Salt Lake Community College’s Fashion Institute has created two exhibits, titled “Dressed to Protest: Fashion for Social & Political Unrest.” The dresses on display are centered around taking a variety of issues that students felt strongly about and transforming their thoughts into tangible and visual expressions of their own ideas. The exhibits also feature historical pieces from the SLCC collection.
The exhibits were created by Fashion Institute adjunct instructor Melissa Clark, who approached SLCC Fashion Institute Director Mojdeh Sakaki about opening up an exhibit to allow the students to showcase their work. Clark first came to Sakaki to teach the 20th century fashion class that had been dormant for several semesters.
“The students were open to come up with their own designs and their own thoughts about the social issues they are very passionate about,” Sakaki says. “They had taken that aspect of that and they just ran with it.”
Students and faculty both contributed to the exhibits. This is the first exhibit from the class but Sakaki and Clark both hope to make this a regular thing every semester.
Students from the 20th century fashion class and other fashion classes made the dresses themselves. The causes ranged from the opioid crisis, mental illness, gun violence; famous women in history who defied what society told them to wear at a time in history when it wasn’t okay for women to dress how they wanted, and even some peace, love, and rock and roll.
“It’s not about the clothes we wear,” Sakaki says. “It’s a great material to show the political aspects of things, the changes that happen in the world — it’s the best means of expressing one’s self.”
Both Sakaki and Clark see this exhibit as a “spark” to ignite the conversations that may be uncomfortable to some, but necessary to others.
“I think (fashion) has become a critical part of protests. It’s a way that people within a protest can show unity and make a big visual statement,” Clark says. “If you see pictures of people wearing a lot of the same thing, it makes a very big visual impact on people, even if they don’t know what it is — and maybe hopefully open up some of the conversation, because I think that’s one of the things we need right now is more conversation between people of various views/viewpoints.”
Clark constructed a dress that was titled “Patchwork Community” and was designed to reflect on society being a patchwork of people and ideas from all sorts of unique places and perspectives.
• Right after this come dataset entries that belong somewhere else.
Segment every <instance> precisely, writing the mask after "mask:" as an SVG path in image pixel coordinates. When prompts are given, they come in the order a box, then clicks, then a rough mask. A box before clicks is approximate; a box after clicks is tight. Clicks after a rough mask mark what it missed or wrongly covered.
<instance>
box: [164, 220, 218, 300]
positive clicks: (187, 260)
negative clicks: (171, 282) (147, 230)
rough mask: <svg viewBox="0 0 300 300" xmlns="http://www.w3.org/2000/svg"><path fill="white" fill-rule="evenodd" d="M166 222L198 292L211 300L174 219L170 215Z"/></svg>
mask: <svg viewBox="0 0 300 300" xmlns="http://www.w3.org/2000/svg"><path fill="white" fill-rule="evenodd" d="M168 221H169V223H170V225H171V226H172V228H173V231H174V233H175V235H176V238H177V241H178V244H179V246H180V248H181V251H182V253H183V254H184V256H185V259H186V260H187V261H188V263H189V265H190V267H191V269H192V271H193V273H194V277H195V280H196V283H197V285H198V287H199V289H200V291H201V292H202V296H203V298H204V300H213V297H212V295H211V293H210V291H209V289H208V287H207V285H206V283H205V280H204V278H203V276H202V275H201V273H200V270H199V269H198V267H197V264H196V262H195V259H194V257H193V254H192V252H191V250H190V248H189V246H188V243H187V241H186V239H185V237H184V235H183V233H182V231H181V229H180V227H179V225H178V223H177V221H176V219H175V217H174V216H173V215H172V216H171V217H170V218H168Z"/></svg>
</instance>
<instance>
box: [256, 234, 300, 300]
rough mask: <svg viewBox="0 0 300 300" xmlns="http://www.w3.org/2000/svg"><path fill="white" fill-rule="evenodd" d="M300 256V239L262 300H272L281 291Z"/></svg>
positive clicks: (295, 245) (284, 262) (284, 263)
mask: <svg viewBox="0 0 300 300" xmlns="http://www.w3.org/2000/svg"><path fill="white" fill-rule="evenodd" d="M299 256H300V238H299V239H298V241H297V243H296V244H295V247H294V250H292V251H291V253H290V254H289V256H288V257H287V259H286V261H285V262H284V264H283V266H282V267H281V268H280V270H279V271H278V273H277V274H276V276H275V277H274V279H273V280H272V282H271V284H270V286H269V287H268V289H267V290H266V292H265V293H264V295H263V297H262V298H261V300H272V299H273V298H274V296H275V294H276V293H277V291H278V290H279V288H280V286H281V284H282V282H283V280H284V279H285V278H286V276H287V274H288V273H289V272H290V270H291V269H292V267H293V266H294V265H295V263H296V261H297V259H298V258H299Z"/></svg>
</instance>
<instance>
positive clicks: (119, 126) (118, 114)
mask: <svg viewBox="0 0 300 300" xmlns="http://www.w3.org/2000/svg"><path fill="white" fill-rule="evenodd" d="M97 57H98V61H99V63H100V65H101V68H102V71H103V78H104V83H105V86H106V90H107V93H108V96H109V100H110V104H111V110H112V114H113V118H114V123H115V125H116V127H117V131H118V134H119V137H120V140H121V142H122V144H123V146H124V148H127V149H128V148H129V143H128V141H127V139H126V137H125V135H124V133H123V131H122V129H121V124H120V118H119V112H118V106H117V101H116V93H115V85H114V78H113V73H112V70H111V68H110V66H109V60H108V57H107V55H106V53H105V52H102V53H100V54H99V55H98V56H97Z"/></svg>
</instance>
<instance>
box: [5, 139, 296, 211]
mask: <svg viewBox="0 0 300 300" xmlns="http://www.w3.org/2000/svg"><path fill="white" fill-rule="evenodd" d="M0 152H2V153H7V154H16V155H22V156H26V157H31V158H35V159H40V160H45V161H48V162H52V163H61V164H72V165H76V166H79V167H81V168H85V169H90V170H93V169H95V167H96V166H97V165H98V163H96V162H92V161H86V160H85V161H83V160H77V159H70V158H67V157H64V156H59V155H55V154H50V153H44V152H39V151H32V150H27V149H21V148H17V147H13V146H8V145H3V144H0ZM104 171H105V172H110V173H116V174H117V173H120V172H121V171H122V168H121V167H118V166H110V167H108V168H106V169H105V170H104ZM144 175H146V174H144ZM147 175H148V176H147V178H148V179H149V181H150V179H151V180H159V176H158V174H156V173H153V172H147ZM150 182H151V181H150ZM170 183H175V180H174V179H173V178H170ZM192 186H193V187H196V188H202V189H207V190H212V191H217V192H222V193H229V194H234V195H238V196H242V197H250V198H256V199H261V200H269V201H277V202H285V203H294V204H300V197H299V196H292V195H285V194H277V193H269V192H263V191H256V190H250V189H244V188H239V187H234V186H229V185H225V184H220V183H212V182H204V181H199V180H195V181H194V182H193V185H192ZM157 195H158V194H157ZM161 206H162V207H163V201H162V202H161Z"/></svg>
The dress was held together by safety pins, a nod to the safety pin movement that started to show people they have a place to feel safe in the world amid increased instances of xenophobia over the last few years.
All the promotional posters were created by the students. Using the library to house the exhibits didn’t cost the department any money and allowed for resources to be allocated toward future endeavors of the department.
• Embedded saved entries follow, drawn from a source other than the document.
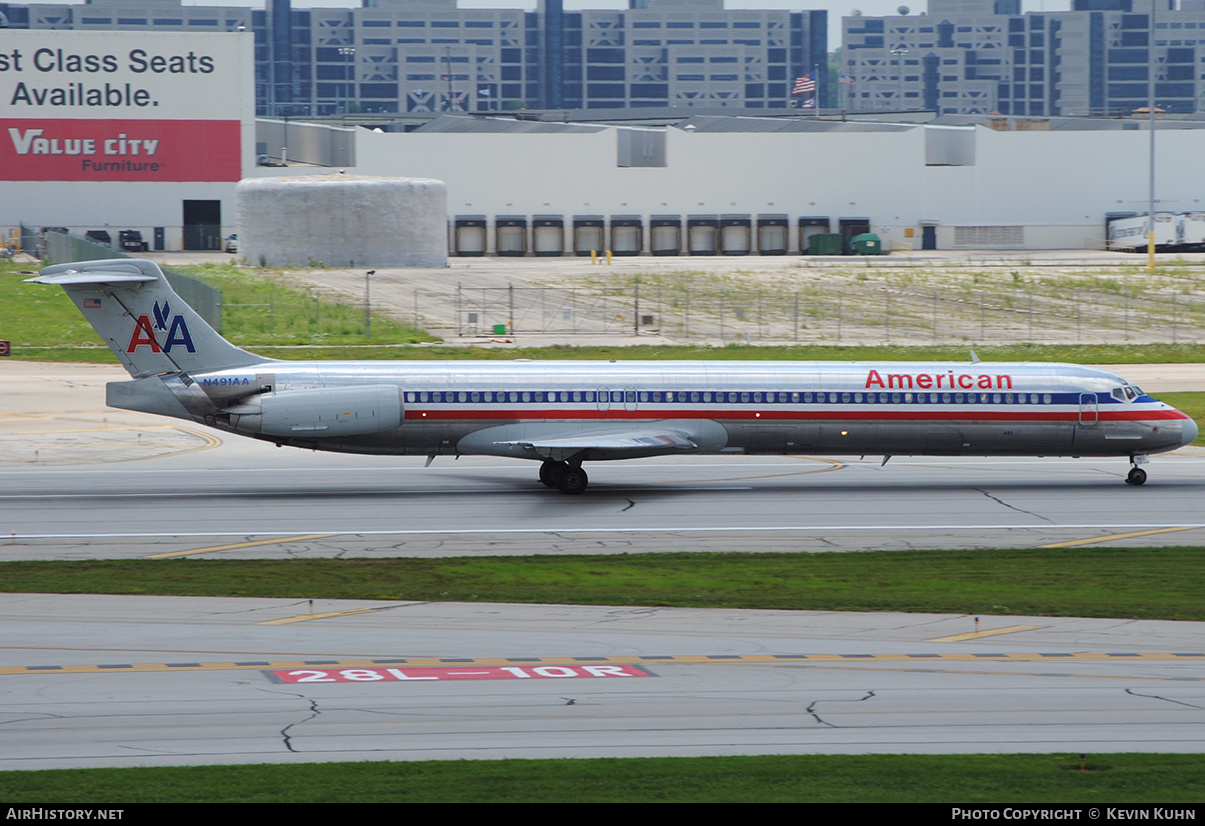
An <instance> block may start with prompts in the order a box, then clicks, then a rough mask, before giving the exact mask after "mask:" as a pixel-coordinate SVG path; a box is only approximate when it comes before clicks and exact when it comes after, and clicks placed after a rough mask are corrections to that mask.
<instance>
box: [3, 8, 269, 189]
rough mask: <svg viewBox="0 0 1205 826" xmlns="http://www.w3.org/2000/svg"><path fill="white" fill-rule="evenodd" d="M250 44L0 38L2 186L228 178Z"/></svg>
mask: <svg viewBox="0 0 1205 826" xmlns="http://www.w3.org/2000/svg"><path fill="white" fill-rule="evenodd" d="M251 36H252V35H251V34H249V33H247V34H202V35H194V34H187V35H186V34H174V33H158V31H152V33H130V31H54V30H14V29H4V30H0V112H4V117H0V180H6V181H237V180H239V178H240V177H241V171H242V162H243V151H245V146H243V122H245V117H246V113H247V110H249V107H245V100H243V98H245V95H248V94H249V88H251V83H252V66H251V57H249V55H251V48H249V46H251Z"/></svg>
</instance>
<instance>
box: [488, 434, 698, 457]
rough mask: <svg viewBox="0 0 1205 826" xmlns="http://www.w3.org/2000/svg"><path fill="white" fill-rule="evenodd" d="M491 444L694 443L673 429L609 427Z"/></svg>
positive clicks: (593, 447)
mask: <svg viewBox="0 0 1205 826" xmlns="http://www.w3.org/2000/svg"><path fill="white" fill-rule="evenodd" d="M494 444H495V445H519V446H522V447H528V449H530V450H536V451H541V452H542V451H546V450H548V451H551V450H572V451H578V450H622V451H640V450H647V451H649V452H657V453H663V452H665V451H666V450H668V449H670V450H672V449H678V450H694V449H695V447H698V445H696V444H695V443H694V441H692V440H690V439H688V438H687V437H686V434H683V433H678V432H676V430H649V429H643V430H623V432H616V430H609V432H601V433H581V434H575V435H570V437H558V438H552V439H509V440H505V441H495V443H494Z"/></svg>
“I’m hoping next year we can talk a little bit about sustainability in fashion. We’re actually the second biggest polluter in the world, if you look at the entire life cycle of fashion,” Clark says. “It’s pretty big, so hopefully next year we’ll talk a little bit about that and have pieces that focus on that.”
The exhibits are open from now until Friday, Feb. 2 at both the Taylorsville and South City campus libraries, during regular hours. The idea behind splitting up the exhibits was to maximize audience, as South City is a venue for Sundance Film Festival. Sakaki is hoping the film goers will stop by and see the student’s work.
On the final day of the exhibit, there will be a question-and-answer session with the students who made the dresses to allow them to further explain their thought process and how the dress reflects the issues they are passionate about.